Все драгуны, кроме часовых, оставленных караулить капитана Уортона, вскочили на лошадей и понеслись навстречу своим товарищам. Лоутон не забыл принять все необходимые меры предосторожности — в этой войне нужна была удвоенная бдительность, так как враги говорили на одном языке и не отличались друг от друга ни видом, ни обычаями. Приблизившись к отряду кавалерии, вдвое большему, чем его собственный, так что уже можно было различить лица, капитан Лоутон пришпорил коня и через минуту оказался подле своего командира.
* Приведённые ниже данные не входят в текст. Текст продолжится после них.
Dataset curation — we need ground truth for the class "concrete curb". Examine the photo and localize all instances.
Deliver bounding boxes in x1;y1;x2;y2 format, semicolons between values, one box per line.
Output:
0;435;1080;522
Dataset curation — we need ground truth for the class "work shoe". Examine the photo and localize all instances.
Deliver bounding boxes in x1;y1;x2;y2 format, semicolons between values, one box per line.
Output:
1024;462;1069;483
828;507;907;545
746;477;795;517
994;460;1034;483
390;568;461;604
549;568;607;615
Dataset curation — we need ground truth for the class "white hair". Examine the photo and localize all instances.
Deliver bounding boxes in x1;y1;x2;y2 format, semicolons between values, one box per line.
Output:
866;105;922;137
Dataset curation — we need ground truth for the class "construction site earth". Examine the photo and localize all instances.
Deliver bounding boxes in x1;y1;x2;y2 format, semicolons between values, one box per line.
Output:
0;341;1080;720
Лужайку перед домом мистера Уортона снова заполнили кавалеристы; соблюдая те же предосторожности, вновь прибывшие поспешили разделить со своими товарищами приготовленное для тех угощение.

 ГЛАВА VI

Великими победами своими

Прославлены навеки полководцы,

Но только тот действительно герой,

Кто, восхищаясь женской красотой,

Способен с ее чарами бороться.

Мур

Дамы семейства Уортон собрались у окна и с глубоким вниманием наблюдали за описанной нами сценой.

Сара смотрела на своих соотечественников с улыбкой, полной презрительного равнодушия; ей не хотелось отдавать должное даже внешнему виду людей, вооружившихся, как она считала, во имя дьявольского дела — мятежа. Мисс Пейтон любовалась великолепным зрелищем, гордая тем, что это были воины отборных полков ее родной колонии; а Френсис волновало лишь одно чувство, захватившее ее целиком.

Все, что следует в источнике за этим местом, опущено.